Scream

This is a copy of my very first published story, first acceptance letter, first thrill of writerly victory. Sadly, the website, Fiction365 has folded, so I present the story here for posterity.

“A Scream For the Dying”

They say that no one on Earth screamed before they died, that nature would never create such an anti-Darwinian model. But no one alive today ever lived on earth, so I have my doubts.

This is the price the planet Mira asks us to pay, it’s said. Mira needs to be satiated. I’m waiting for them to create a God to lay the blame on, but for now Mira is our God. After all, she gave us shelter when the bloated sun kicked us out. She gave us life.

I often wonder what existence would be like if we died quietly, or at least expectantly. Some people do grow old. Mr. Walsh was over one hundred when he finally screamed. By then he was so decrepit his voice was little more than a rasp. Or so I was told.

The only scream I’d ever witnessed left an indelible mark. A young boy. Younger than me. I didn’t know his name. He just stopped, stared up at the yellow sky, and let loose. There was nothing anyone could do. Mira was calling him home.

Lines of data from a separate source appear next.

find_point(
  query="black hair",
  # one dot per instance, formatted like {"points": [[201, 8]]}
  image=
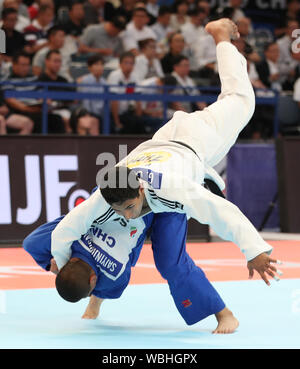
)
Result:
{"points": [[119, 22], [94, 59], [140, 9], [54, 29], [43, 8], [8, 11], [126, 54], [118, 184], [50, 52], [73, 281], [18, 55], [164, 9], [268, 44], [143, 43], [178, 59], [169, 80]]}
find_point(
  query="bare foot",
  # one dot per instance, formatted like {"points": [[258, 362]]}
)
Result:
{"points": [[223, 30], [93, 308], [227, 323]]}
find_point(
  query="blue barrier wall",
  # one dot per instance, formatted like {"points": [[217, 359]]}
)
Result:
{"points": [[252, 181]]}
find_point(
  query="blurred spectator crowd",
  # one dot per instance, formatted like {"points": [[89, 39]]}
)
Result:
{"points": [[134, 46]]}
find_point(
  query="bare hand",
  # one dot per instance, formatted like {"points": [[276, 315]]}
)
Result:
{"points": [[262, 264]]}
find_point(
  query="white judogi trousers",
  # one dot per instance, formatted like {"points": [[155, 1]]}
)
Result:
{"points": [[213, 131]]}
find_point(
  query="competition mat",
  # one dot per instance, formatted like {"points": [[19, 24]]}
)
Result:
{"points": [[33, 316]]}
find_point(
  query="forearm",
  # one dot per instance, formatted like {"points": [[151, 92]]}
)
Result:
{"points": [[93, 308], [76, 223], [17, 105]]}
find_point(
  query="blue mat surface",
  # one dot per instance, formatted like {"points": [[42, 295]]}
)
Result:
{"points": [[145, 317]]}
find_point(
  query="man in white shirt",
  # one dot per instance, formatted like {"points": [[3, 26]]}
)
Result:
{"points": [[167, 173], [161, 27], [137, 30], [181, 69], [194, 28], [285, 62], [124, 112]]}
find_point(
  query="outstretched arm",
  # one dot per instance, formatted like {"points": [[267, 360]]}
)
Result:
{"points": [[76, 223]]}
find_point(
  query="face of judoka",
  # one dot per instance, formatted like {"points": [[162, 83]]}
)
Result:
{"points": [[131, 208]]}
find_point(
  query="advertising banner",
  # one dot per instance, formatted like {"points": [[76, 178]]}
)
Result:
{"points": [[44, 177]]}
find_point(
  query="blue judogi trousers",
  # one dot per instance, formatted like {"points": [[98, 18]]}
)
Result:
{"points": [[194, 296]]}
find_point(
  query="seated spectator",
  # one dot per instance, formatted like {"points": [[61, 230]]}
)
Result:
{"points": [[194, 28], [125, 9], [147, 64], [152, 8], [56, 41], [288, 84], [180, 16], [5, 67], [296, 91], [97, 11], [240, 44], [161, 27], [94, 83], [84, 123], [181, 70], [137, 30], [268, 69], [74, 25], [162, 30], [13, 123], [23, 21], [205, 6], [103, 39], [29, 107], [125, 113], [291, 12], [285, 62], [153, 111], [177, 46], [206, 59], [232, 11], [36, 33], [53, 61], [33, 9], [14, 39]]}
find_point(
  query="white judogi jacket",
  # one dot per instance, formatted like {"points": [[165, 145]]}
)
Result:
{"points": [[172, 176]]}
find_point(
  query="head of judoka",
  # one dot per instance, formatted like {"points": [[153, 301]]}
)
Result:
{"points": [[76, 280], [121, 188]]}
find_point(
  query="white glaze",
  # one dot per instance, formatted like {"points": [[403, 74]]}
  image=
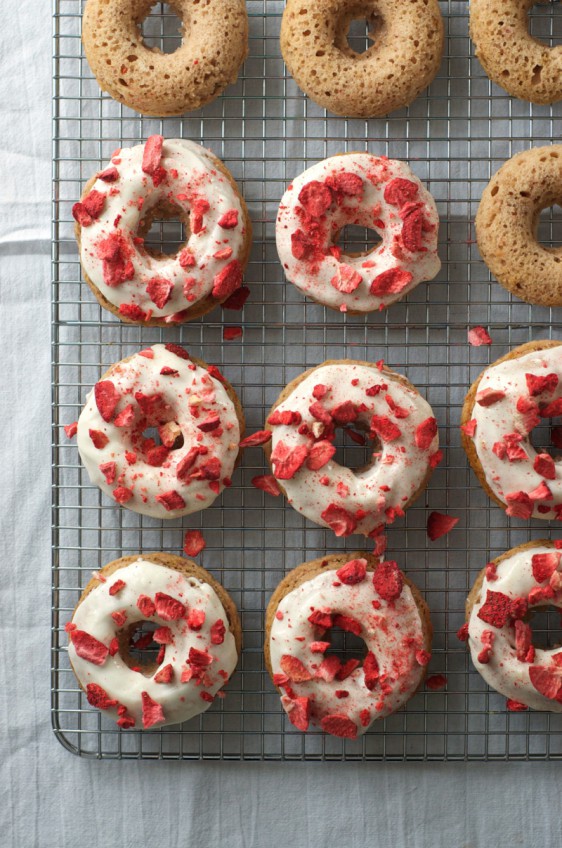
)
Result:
{"points": [[375, 172], [179, 701], [494, 422], [193, 392], [401, 465], [505, 673], [393, 633], [197, 177]]}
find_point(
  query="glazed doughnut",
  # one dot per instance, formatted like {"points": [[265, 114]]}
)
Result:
{"points": [[374, 401], [369, 599], [170, 178], [214, 46], [522, 65], [507, 224], [500, 634], [370, 191], [404, 59], [504, 405], [197, 627], [199, 422]]}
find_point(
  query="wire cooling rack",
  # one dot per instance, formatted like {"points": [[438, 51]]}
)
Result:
{"points": [[455, 136]]}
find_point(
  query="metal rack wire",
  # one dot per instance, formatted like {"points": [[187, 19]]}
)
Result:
{"points": [[455, 136]]}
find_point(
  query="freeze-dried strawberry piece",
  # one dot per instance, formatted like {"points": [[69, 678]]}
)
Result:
{"points": [[237, 299], [165, 675], [152, 154], [339, 725], [229, 220], [294, 669], [159, 291], [352, 572], [400, 191], [320, 454], [168, 608], [88, 647], [544, 565], [371, 671], [218, 630], [193, 543], [425, 433], [152, 712], [478, 336], [98, 697], [347, 279], [99, 439], [171, 500], [258, 438], [439, 524], [392, 281], [267, 483], [146, 605], [286, 461], [342, 522], [496, 609], [384, 428], [227, 280], [544, 465], [388, 580], [538, 385], [109, 471]]}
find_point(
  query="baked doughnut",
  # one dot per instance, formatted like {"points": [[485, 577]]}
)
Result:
{"points": [[522, 65], [499, 628], [359, 595], [198, 630], [503, 407], [507, 224], [379, 405], [401, 63], [370, 191], [161, 392], [214, 46], [171, 178]]}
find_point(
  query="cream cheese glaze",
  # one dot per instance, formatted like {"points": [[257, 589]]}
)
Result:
{"points": [[380, 194], [154, 388], [515, 577], [164, 286], [179, 701]]}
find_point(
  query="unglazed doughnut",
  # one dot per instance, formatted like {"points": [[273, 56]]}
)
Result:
{"points": [[376, 402], [500, 634], [405, 56], [171, 178], [214, 45], [370, 599], [521, 64], [199, 421], [197, 627], [370, 191], [502, 408], [507, 225]]}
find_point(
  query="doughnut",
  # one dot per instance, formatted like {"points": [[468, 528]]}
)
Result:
{"points": [[197, 627], [507, 224], [522, 65], [399, 65], [171, 178], [214, 46], [370, 191], [160, 432], [503, 407], [499, 626], [378, 405], [372, 600]]}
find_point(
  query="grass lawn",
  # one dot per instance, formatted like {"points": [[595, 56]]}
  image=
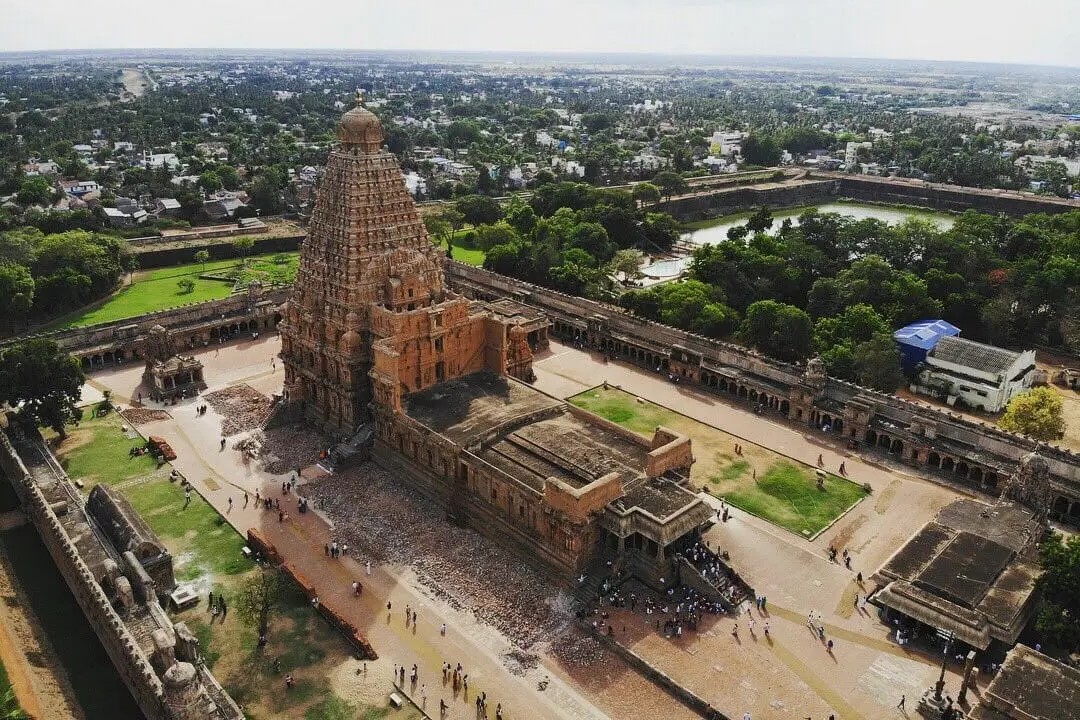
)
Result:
{"points": [[158, 290], [96, 451], [473, 257], [206, 555], [759, 480]]}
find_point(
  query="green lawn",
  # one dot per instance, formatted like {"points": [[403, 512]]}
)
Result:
{"points": [[759, 480], [159, 290], [787, 496], [10, 708], [96, 451], [473, 257]]}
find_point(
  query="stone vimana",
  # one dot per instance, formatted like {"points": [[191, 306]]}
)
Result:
{"points": [[539, 386]]}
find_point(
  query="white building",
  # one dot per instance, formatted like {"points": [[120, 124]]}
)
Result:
{"points": [[982, 377], [415, 184]]}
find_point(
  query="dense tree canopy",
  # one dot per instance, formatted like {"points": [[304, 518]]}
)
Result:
{"points": [[1038, 412], [43, 382]]}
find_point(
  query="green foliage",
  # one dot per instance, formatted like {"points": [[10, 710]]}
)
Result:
{"points": [[478, 209], [646, 193], [1058, 616], [670, 184], [44, 381], [877, 363], [778, 329], [16, 287], [1038, 412], [760, 149]]}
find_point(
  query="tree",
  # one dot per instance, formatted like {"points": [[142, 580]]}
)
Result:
{"points": [[45, 382], [480, 209], [266, 191], [877, 363], [670, 184], [258, 596], [1058, 616], [777, 329], [210, 181], [16, 287], [629, 262], [243, 246], [760, 220], [646, 193], [35, 190], [522, 217], [760, 149], [1038, 412], [489, 235]]}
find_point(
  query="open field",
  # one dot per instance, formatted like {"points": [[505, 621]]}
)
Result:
{"points": [[758, 480], [158, 289], [206, 555]]}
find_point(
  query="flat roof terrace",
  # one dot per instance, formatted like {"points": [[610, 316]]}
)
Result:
{"points": [[567, 448], [472, 406]]}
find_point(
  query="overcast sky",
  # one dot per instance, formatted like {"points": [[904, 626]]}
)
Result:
{"points": [[1039, 31]]}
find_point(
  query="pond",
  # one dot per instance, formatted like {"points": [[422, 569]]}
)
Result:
{"points": [[717, 230]]}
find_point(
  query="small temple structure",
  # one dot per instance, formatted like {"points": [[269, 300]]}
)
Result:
{"points": [[377, 350], [170, 376]]}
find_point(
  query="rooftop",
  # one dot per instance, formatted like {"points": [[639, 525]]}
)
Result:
{"points": [[925, 334], [969, 571], [1029, 685], [567, 448], [472, 406], [975, 355]]}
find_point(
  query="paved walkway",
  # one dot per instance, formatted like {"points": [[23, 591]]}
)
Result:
{"points": [[219, 475]]}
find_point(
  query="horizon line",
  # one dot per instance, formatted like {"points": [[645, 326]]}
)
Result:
{"points": [[556, 53]]}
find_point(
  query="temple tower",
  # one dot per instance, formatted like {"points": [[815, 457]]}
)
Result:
{"points": [[366, 246]]}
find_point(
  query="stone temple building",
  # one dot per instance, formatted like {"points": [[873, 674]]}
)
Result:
{"points": [[374, 341]]}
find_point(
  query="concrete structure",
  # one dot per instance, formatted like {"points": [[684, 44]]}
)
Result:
{"points": [[370, 330], [368, 317], [917, 339], [169, 375], [976, 454], [116, 573], [1030, 685], [980, 376], [970, 572]]}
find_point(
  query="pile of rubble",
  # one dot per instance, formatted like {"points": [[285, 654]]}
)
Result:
{"points": [[241, 406], [143, 416], [377, 515], [284, 449]]}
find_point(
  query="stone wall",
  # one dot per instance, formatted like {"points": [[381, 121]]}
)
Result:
{"points": [[151, 254], [664, 681], [971, 452], [134, 668]]}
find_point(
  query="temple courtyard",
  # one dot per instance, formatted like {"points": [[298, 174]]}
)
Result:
{"points": [[514, 632]]}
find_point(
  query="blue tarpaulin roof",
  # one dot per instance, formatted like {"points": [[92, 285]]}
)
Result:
{"points": [[925, 334]]}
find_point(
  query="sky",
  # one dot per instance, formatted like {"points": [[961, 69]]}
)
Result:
{"points": [[1029, 31]]}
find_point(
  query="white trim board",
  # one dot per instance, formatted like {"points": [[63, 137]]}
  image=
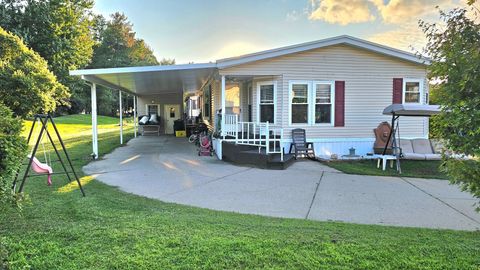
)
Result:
{"points": [[344, 39]]}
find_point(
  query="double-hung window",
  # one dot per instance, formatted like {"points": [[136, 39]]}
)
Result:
{"points": [[312, 102], [299, 100], [207, 98], [412, 91], [323, 96], [266, 95]]}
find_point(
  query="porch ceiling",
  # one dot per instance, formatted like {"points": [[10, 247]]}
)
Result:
{"points": [[150, 80]]}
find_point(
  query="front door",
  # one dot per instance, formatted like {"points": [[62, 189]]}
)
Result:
{"points": [[171, 113]]}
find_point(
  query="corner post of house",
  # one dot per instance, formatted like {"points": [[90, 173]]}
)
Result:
{"points": [[135, 116], [93, 89], [223, 107], [120, 111]]}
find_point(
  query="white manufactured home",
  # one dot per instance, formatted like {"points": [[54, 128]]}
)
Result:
{"points": [[334, 88]]}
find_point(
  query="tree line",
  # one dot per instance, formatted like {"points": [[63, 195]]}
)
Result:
{"points": [[66, 35]]}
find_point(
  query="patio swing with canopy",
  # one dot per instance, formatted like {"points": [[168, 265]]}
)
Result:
{"points": [[411, 110]]}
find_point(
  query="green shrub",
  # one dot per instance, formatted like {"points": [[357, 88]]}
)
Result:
{"points": [[13, 149]]}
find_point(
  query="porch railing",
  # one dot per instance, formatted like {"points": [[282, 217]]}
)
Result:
{"points": [[261, 135]]}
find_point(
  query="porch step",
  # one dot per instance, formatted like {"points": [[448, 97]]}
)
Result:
{"points": [[250, 155]]}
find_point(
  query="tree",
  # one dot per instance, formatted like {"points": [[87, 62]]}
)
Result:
{"points": [[455, 53], [59, 30], [117, 46], [26, 84]]}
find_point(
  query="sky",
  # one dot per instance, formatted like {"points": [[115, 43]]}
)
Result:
{"points": [[201, 31]]}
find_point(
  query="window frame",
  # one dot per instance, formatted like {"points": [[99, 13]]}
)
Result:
{"points": [[421, 90], [314, 103], [259, 85], [207, 101], [290, 92]]}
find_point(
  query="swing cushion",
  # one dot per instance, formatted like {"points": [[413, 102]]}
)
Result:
{"points": [[422, 146], [40, 167], [406, 146], [143, 120], [153, 119]]}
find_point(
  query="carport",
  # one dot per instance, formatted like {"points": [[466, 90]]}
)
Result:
{"points": [[141, 82]]}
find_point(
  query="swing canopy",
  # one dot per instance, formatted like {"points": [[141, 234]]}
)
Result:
{"points": [[411, 110]]}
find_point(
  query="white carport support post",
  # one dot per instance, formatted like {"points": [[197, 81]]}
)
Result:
{"points": [[135, 116], [120, 110], [94, 121], [223, 107]]}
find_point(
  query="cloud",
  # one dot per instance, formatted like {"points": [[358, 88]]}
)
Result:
{"points": [[402, 11], [345, 12], [292, 16], [342, 12], [408, 37]]}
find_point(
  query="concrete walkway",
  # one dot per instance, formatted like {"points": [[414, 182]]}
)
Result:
{"points": [[168, 169]]}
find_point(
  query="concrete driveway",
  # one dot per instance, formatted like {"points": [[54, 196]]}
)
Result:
{"points": [[168, 169]]}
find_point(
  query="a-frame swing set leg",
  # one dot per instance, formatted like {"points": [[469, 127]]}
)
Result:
{"points": [[66, 154], [14, 185], [44, 128]]}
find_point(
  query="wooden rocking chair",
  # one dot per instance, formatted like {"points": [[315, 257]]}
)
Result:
{"points": [[302, 147]]}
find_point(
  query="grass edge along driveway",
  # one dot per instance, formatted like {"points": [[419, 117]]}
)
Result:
{"points": [[110, 229]]}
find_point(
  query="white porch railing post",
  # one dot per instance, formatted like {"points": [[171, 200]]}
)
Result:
{"points": [[135, 116], [281, 144], [223, 107], [267, 139], [94, 120], [120, 110], [236, 128]]}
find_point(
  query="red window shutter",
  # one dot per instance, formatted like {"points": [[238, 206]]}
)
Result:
{"points": [[397, 90], [339, 103]]}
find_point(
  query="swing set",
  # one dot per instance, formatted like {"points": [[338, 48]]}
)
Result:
{"points": [[46, 167]]}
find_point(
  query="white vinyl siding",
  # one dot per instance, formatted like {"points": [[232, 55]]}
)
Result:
{"points": [[368, 80], [266, 92]]}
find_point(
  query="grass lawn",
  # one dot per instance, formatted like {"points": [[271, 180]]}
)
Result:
{"points": [[110, 229], [410, 168]]}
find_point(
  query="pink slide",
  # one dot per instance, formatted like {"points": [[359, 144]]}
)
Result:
{"points": [[39, 167]]}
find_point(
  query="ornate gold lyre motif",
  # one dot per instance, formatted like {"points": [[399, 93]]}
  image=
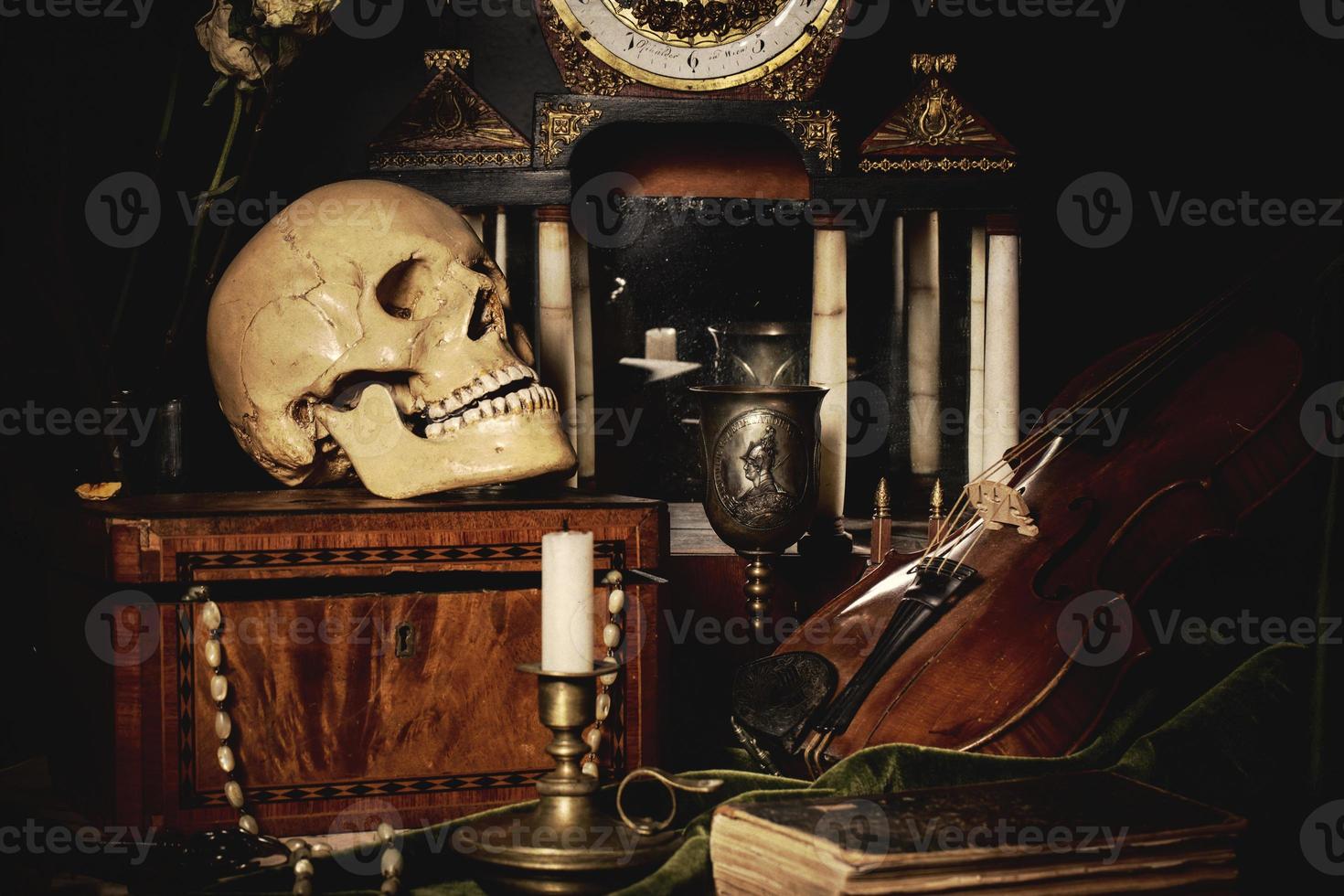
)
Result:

I practice sometimes. When I’m alone, or deep in the woods where no one would hear me and come looking for my body. I scream as loudly as I can, but it’s always my decision, so my scream ends when I need to take a breath. And I do — take a breath.

The debate is whether or not life is more or less cherished because we will go at any moment. In the most literal sense, we could be talking, one of us lets out a scream, and there’s not even time for goodbye. Personally, I’d rather know when I was going to die. Mr. Walsh led a full life, but did anyone ever ask him how the extra years of stressful anticipation felt? Was he relieved when he finally screamed?

I often tell my parents I love them, just in case. We hug. They tell me the same. Just in case. I hate living in fear … I listen to the radio. It distracts me.

I go to school. Everyone acts normally. Little Franklin, his father died yesterday. Franklin’s not here today. He’s the man of the house now. I wonder if I’ll see him again. The bell rings. I go home.

We continue searching for other habitable planets, but Mira is metal deficient, and the core is deep. Building a new ship will take time.

We limped to Mira, and she took us in. We’re happy to be alive. We’re farmers now. We’re settlers. We’ve been here three hundred years.

I’d like to be an astronaut when I grow up.

If I grow up.

I’m standing in front of my mirror, mouth agape in a silent prayer to Mira. I’m ready. She ignores me, for now, but someday I’ll be hers, and my arrival shall be heralded by my scream.